Does that ring a bell? No? Maybe the following will, it's the same as above:

target_speed / sin(intercept_angle) = your_speed / sin (AOB)

We just proved the 'Law of Sines' !!!!

Then you might ask, where 's the 3rd part? Well you only need 2 sides for an equation symbol (=) to work. We haven't had a need for the 3rd sofar. But if you look at the drawing again, you see those components along the bearing line. That's the 3rd side. Added up together they show how fast you close to one another. If you know the 3rd angle (and you do!, because there are only 180 degrees in any triangle, and 2 of the 3 angles are now known, so 3rd angle= 180- AOB - intercept_angle) you can use either one of the first 2 'Law of Sines'-parts to calculate the closing speed, as:

target_speed/ sin(intercept_angle) = closing_speed/ sin(180 - AOB - intercept_angle)

or

your_speed / sin (AOB) = closing_speed/ sin(180 - AOB -intercept_angle)
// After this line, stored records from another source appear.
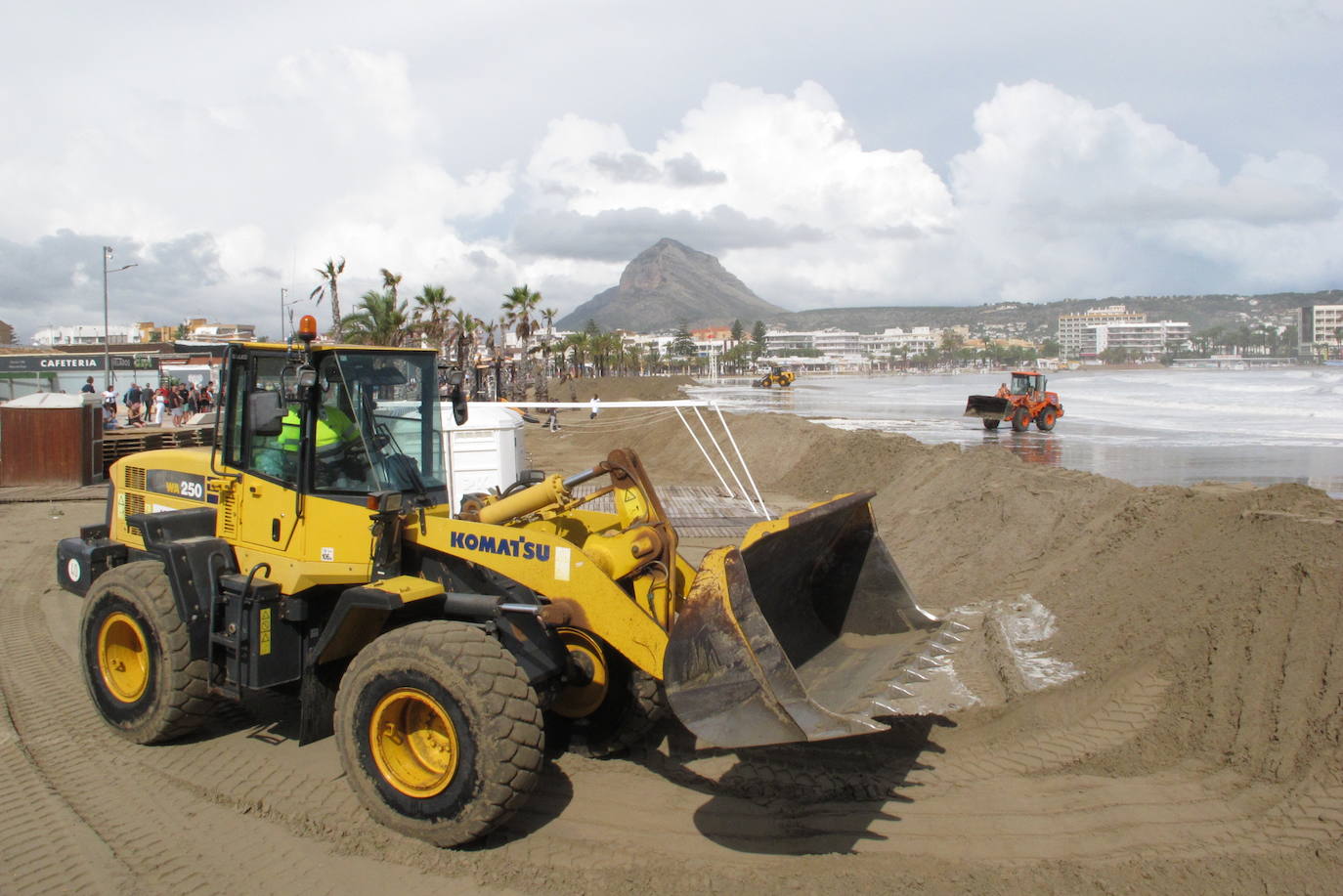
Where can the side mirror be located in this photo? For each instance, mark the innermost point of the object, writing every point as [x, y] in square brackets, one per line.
[458, 405]
[298, 382]
[266, 412]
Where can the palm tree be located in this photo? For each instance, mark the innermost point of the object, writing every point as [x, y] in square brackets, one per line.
[519, 308]
[391, 281]
[577, 347]
[379, 320]
[542, 386]
[329, 273]
[431, 315]
[462, 326]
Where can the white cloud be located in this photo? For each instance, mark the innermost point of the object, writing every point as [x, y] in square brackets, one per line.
[340, 152]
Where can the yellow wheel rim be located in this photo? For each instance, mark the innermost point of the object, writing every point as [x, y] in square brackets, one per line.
[581, 700]
[124, 657]
[413, 743]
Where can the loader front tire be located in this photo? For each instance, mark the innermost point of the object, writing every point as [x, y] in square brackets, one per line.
[439, 732]
[137, 661]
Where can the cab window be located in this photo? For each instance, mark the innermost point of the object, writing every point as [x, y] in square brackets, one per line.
[276, 455]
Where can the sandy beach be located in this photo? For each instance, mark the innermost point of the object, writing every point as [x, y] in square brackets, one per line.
[1199, 749]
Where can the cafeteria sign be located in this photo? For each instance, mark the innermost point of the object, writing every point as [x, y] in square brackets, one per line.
[74, 363]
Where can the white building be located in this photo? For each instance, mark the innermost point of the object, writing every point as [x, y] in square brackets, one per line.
[1143, 340]
[223, 332]
[1321, 325]
[1073, 326]
[86, 335]
[896, 341]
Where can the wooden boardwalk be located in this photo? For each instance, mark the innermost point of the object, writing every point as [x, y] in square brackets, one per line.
[117, 444]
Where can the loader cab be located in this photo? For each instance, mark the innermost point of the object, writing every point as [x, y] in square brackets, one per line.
[337, 422]
[1026, 382]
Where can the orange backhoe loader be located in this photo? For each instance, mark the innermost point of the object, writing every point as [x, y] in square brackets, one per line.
[1020, 402]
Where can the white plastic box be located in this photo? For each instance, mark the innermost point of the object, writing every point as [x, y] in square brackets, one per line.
[485, 452]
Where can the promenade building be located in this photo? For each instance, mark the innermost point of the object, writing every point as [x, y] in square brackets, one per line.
[87, 335]
[1072, 328]
[1321, 330]
[1148, 341]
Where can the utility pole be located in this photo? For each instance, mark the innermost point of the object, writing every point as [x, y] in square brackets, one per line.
[107, 333]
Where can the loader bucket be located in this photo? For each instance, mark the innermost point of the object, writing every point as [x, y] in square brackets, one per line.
[804, 631]
[993, 407]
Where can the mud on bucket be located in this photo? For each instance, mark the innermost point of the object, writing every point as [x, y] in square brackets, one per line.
[796, 633]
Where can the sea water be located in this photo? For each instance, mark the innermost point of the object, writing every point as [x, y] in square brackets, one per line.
[1145, 426]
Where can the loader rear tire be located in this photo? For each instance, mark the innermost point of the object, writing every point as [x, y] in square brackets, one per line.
[137, 661]
[439, 732]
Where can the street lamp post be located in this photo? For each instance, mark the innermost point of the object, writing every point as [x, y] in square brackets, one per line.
[107, 330]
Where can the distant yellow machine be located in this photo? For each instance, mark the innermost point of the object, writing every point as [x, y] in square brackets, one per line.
[776, 376]
[312, 551]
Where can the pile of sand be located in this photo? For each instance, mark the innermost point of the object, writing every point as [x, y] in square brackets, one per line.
[1231, 594]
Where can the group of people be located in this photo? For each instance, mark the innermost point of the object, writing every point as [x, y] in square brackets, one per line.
[150, 405]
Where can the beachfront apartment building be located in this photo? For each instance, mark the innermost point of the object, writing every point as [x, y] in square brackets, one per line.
[894, 340]
[850, 344]
[1142, 340]
[1072, 328]
[1321, 330]
[195, 329]
[86, 335]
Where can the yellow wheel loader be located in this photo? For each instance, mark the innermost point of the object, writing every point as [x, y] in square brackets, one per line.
[312, 551]
[776, 376]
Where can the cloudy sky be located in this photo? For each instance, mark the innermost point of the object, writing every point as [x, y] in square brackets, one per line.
[840, 153]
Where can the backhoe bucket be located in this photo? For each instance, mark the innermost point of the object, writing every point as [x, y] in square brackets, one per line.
[993, 407]
[804, 631]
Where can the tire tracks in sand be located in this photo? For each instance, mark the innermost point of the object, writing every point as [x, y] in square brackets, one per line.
[81, 809]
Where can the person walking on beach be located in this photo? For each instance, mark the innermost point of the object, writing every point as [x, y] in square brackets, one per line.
[135, 405]
[176, 404]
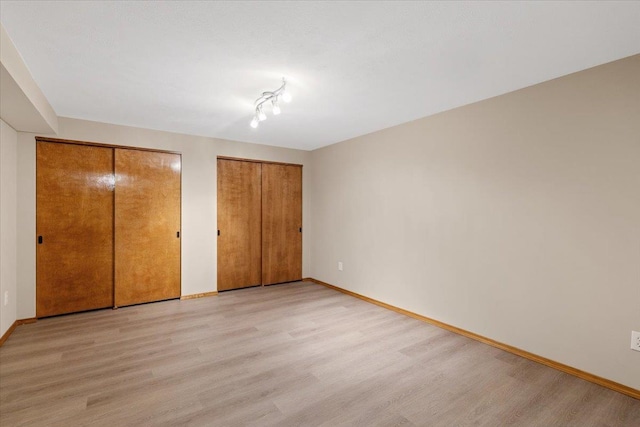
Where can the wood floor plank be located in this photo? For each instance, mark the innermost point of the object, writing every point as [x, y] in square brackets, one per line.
[285, 355]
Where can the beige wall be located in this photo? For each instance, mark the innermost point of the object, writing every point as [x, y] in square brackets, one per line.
[517, 218]
[8, 188]
[198, 196]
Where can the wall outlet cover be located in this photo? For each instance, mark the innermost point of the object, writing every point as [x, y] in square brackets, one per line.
[635, 340]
But: sin(A)=sin(180 - A) because of symmetry reasons, so you can just use sin(AOB+Intercept_angle) instead in those formula's.

I'll straigthen those two out so you can see how to calculate closing_speed:

closing_speed = target_speed * sin(AOB + intercept_angle) / sin(intercept_angle)

and

closing_speed = your_speed * sin( AOB + intercept_angle) / sin (AOB)

Now the time_to_meetingpoint in hours is simply the length of the bearing line (initial distance converted to nautical miles) divided by this speed. (in knots naturally)

That's the end of math class for now. For next weeks assignment I want you to solve 'Fermat's last theorem'.

No, kidding asside, I tried to make every step in the thought process as basic as possible. But if there is still something not clear enough let me know.

[JMV]

Dear Pisces,

Thank you so much for answering me in such an extensive and detailed manner.
As you can understand, I've got to get in the deep of your point, and I can't answer right now. It might take a bit of time before I answer back , but after all we're not catching a train here ( only a sub... ) :p . So, take your time too.
In the meantime, I stumbled on this recently :
http://www.hnsa.org/doc/tdc/index.htm ( for our matter see Section 1 )
The printing of the formulas is pretty bad though !
http://www.mathdaily.com/lessons/Trigonometric_function
http://www.math.com/homeworkhelp/Trigonometry.html
http://www.angelfire.com/nt/navtrig/index.html
http://home.alltel.net/okrebs/index9.html ( You probably know all that already... I have a few more sites if you need)


After having gathered 2.39 Gb ( in 2172 files and 391 folders ) of internet sites, pdf's, and other docs, I'm feeling for toughening my realism one or two notches up... All my docs and sites are availiable to you, if you're looking for anything, buzz me. I'm not saying I have every docs and net sites on record, but I'm skimming the forum methodically...
Thanks for all again.
JMV

[JMV]

Pisces,

Just saw a few videos on Fermat.... I have enough with what I have there for a while, "Heaven can wait" as they say.
Are you a mathematician yourself ? You seem incredibly fluent with all that. JMV

[Pisces]

Quote:

Originally Posted by JMV

Pisces,

....
Are you a mathematician yourself ? You seem incredibly fluent with all that.

Nah, just payed more than good attention in math- and physics-class. Classical-nerd-syndrome. And that was just medium level education. Slowly worked myself upto aeronautical engineering college level. But I wouldn't stand a chance at the university level. Too many goofups and rash reasoning. That doesn't withhold my curiousity from sniffing at 'complex math' (little bit of pun intended ) though.